Yeah although at least that 846E1 is the old 3Gbps version; I wouldn't recommend it. 24 drives on 4 x 3Gbps = 12Gbps, not really a lot for modern drives.
The 826be26 is the 12-drive version of the 6Gbps, I believe, and that would be a sweet unit. The downside there is the 1k28 power supply ... it is just way too big.
So you are kind of looking at the right things. But you don't understand how it attaches. Great. That is easily rectified.

;-)
The M1015 is not an "8 port". It is a two port. See, look. Count them. Two. Two SFF8087's. Which are four lanes. Which you COULD use as one lane per disk. Which is what you're thinking of, but it is kind of non-elegant.
With SAS, you can connect a quad-lane cable (SFF8087) from your controller to your expander. The cheapest way to get an expander is a chassis that has one built-in, IMO. This gives you a 24Gbps (4 x 6Gbps) pathway from the controller to the expander.
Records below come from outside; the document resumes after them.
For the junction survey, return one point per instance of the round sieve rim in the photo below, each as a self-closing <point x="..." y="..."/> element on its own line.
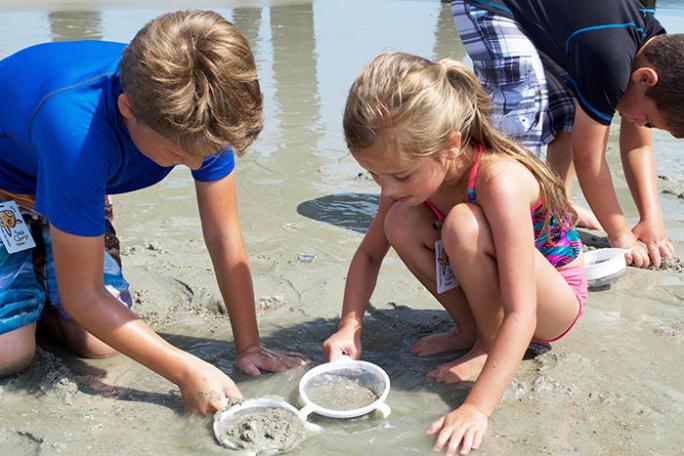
<point x="338" y="365"/>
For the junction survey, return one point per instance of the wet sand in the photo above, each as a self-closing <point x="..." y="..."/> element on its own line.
<point x="613" y="386"/>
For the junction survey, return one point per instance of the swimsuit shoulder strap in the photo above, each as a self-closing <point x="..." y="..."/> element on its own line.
<point x="472" y="197"/>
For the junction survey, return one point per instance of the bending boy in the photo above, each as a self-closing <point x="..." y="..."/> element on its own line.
<point x="558" y="72"/>
<point x="81" y="120"/>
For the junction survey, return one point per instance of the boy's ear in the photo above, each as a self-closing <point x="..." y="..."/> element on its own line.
<point x="124" y="104"/>
<point x="454" y="145"/>
<point x="645" y="75"/>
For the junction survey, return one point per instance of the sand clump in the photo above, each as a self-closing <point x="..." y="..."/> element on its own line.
<point x="264" y="429"/>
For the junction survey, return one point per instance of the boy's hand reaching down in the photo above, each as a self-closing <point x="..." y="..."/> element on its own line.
<point x="657" y="243"/>
<point x="257" y="358"/>
<point x="207" y="390"/>
<point x="464" y="427"/>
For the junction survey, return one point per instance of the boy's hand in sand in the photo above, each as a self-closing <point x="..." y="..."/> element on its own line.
<point x="465" y="426"/>
<point x="254" y="359"/>
<point x="346" y="341"/>
<point x="657" y="243"/>
<point x="206" y="389"/>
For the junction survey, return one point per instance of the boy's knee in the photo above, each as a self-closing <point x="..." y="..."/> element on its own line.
<point x="88" y="346"/>
<point x="463" y="228"/>
<point x="17" y="349"/>
<point x="81" y="342"/>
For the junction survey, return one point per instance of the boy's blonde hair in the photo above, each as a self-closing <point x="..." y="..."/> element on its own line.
<point x="666" y="54"/>
<point x="191" y="77"/>
<point x="414" y="105"/>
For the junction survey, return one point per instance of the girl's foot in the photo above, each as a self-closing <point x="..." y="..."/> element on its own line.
<point x="443" y="342"/>
<point x="465" y="369"/>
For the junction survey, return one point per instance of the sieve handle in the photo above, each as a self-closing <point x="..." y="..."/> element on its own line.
<point x="306" y="410"/>
<point x="384" y="409"/>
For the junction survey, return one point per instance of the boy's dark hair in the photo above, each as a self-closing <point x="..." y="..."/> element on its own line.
<point x="666" y="54"/>
<point x="191" y="77"/>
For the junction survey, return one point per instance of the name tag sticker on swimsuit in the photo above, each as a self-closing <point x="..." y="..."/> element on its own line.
<point x="14" y="232"/>
<point x="446" y="280"/>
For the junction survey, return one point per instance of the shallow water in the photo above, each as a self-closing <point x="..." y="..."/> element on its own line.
<point x="614" y="386"/>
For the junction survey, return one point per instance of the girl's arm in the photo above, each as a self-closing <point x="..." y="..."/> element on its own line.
<point x="218" y="207"/>
<point x="505" y="200"/>
<point x="361" y="279"/>
<point x="505" y="190"/>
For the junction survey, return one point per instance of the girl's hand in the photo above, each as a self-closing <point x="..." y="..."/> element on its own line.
<point x="256" y="358"/>
<point x="654" y="238"/>
<point x="346" y="341"/>
<point x="206" y="389"/>
<point x="637" y="255"/>
<point x="465" y="426"/>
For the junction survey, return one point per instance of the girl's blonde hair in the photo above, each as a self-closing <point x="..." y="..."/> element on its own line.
<point x="414" y="105"/>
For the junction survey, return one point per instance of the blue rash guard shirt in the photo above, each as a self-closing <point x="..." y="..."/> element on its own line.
<point x="62" y="137"/>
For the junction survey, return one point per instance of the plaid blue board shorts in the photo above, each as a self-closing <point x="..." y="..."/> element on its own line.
<point x="28" y="281"/>
<point x="531" y="101"/>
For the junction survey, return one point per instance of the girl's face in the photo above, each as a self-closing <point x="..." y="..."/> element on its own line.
<point x="407" y="180"/>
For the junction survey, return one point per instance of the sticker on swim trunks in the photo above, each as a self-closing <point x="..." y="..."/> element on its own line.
<point x="14" y="232"/>
<point x="446" y="280"/>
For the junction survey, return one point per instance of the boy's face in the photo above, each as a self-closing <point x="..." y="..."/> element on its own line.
<point x="159" y="149"/>
<point x="635" y="106"/>
<point x="153" y="145"/>
<point x="640" y="110"/>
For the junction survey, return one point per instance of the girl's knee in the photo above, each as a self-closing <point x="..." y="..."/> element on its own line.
<point x="465" y="229"/>
<point x="17" y="349"/>
<point x="88" y="346"/>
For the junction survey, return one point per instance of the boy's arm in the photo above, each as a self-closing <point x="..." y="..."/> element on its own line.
<point x="589" y="139"/>
<point x="79" y="268"/>
<point x="361" y="279"/>
<point x="638" y="161"/>
<point x="218" y="207"/>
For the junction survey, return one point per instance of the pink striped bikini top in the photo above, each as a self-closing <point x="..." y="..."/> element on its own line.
<point x="559" y="244"/>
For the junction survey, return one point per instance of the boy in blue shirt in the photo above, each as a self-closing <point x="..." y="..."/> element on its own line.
<point x="82" y="120"/>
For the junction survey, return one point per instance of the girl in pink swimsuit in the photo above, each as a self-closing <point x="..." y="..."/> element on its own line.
<point x="422" y="129"/>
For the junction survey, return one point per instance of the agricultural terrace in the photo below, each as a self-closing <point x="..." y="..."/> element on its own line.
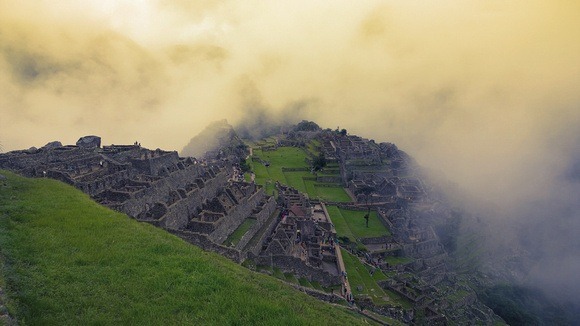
<point x="352" y="224"/>
<point x="290" y="166"/>
<point x="362" y="283"/>
<point x="67" y="260"/>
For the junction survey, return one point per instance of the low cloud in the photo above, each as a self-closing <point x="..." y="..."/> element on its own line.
<point x="485" y="92"/>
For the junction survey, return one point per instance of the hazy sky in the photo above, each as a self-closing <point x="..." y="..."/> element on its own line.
<point x="485" y="91"/>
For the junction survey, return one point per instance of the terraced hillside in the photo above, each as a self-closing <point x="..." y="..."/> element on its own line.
<point x="68" y="260"/>
<point x="290" y="166"/>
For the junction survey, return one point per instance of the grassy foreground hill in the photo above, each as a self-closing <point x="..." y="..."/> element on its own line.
<point x="67" y="260"/>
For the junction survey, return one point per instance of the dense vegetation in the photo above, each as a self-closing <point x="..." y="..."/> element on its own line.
<point x="519" y="305"/>
<point x="68" y="260"/>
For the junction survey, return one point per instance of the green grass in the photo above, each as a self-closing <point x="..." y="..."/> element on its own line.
<point x="293" y="157"/>
<point x="237" y="235"/>
<point x="69" y="260"/>
<point x="359" y="275"/>
<point x="352" y="224"/>
<point x="333" y="194"/>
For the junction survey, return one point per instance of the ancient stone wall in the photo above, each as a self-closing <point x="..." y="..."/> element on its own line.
<point x="159" y="193"/>
<point x="261" y="218"/>
<point x="236" y="216"/>
<point x="205" y="243"/>
<point x="269" y="228"/>
<point x="289" y="264"/>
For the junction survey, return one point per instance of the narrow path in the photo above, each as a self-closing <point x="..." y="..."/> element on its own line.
<point x="341" y="268"/>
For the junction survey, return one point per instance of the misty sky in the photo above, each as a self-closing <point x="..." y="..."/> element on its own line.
<point x="485" y="92"/>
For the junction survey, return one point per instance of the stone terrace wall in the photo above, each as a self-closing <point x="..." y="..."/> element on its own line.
<point x="159" y="191"/>
<point x="261" y="218"/>
<point x="239" y="213"/>
<point x="296" y="266"/>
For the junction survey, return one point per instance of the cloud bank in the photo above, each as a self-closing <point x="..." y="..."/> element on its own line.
<point x="485" y="92"/>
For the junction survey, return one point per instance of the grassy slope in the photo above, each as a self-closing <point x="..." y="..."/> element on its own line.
<point x="72" y="261"/>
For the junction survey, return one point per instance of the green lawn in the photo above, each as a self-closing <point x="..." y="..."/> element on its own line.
<point x="359" y="275"/>
<point x="352" y="224"/>
<point x="68" y="260"/>
<point x="293" y="158"/>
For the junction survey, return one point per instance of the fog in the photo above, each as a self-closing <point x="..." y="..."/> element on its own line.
<point x="484" y="93"/>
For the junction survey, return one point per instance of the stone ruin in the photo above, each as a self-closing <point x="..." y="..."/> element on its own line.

Now the trick is, you DO NOT NEED 1 CHANNEL PER DRIVE. The four channels are sufficient to support many drives, and the controller and expander will manage this for you without any effort on your part. However, as you increase the number of drives, you could find yourself limited. So figure 12 drives that can do 150MBytes/sec = 1800MBytes/sec = about 16Gbps. So 12 drives is the sweet spot for a SFF8087 - there should be minimal-to-no contention. If you stick 24 drives on, then you COULD be pulling about 32Gbps at full blast, which would not work. In practice you can't pull that anyways
So the thing is, if you get a 12 drive chassis and fill it, then need more space, you get ANOTHER chassis and just hook that second chassis up to the second SFF8087 on the M1015. You need some different cabling (SFF8088 external stuff) but the idea is the same.
Now the one odd thing is that you might be tempted to get a 16- or 24-drive chassis. If you think you'll need it, I think it is better to just do it and live with the possibility that you'll run into bus contention. Because I don't *think* it'll happen, and if it does, it can probably be tuned-around.
And if it comforts you any, know that my most recent FreeNAS box was a SC846BE26-R920B, 24 drive. I only have 12 drives in it. I speculated that I might someday need to expand to 24. 11 4TB drives in RAIDZ3 gives ~30TB of usable space. Very pleasant. But realistically I am guessing by the time I fill it, I'll be upgrading the drives not adding more.
Now the thing is, you often see people in the forum trying to cobble together some 24-port RAID controller (~$1200 all by itself) or combine a M1015 ($100) with a 24-port SAS expander ($300) and then still having to buy a 24-port Norco chassis ($400) and power supply ($100) and by the time you're all done screwing around you're past $1000. The 846 can be had for like $1200 new, and if you surf eBay a few weeks you can often score one for $400-$500 (possibly a slightly different configuration). Seems to me like the way to go.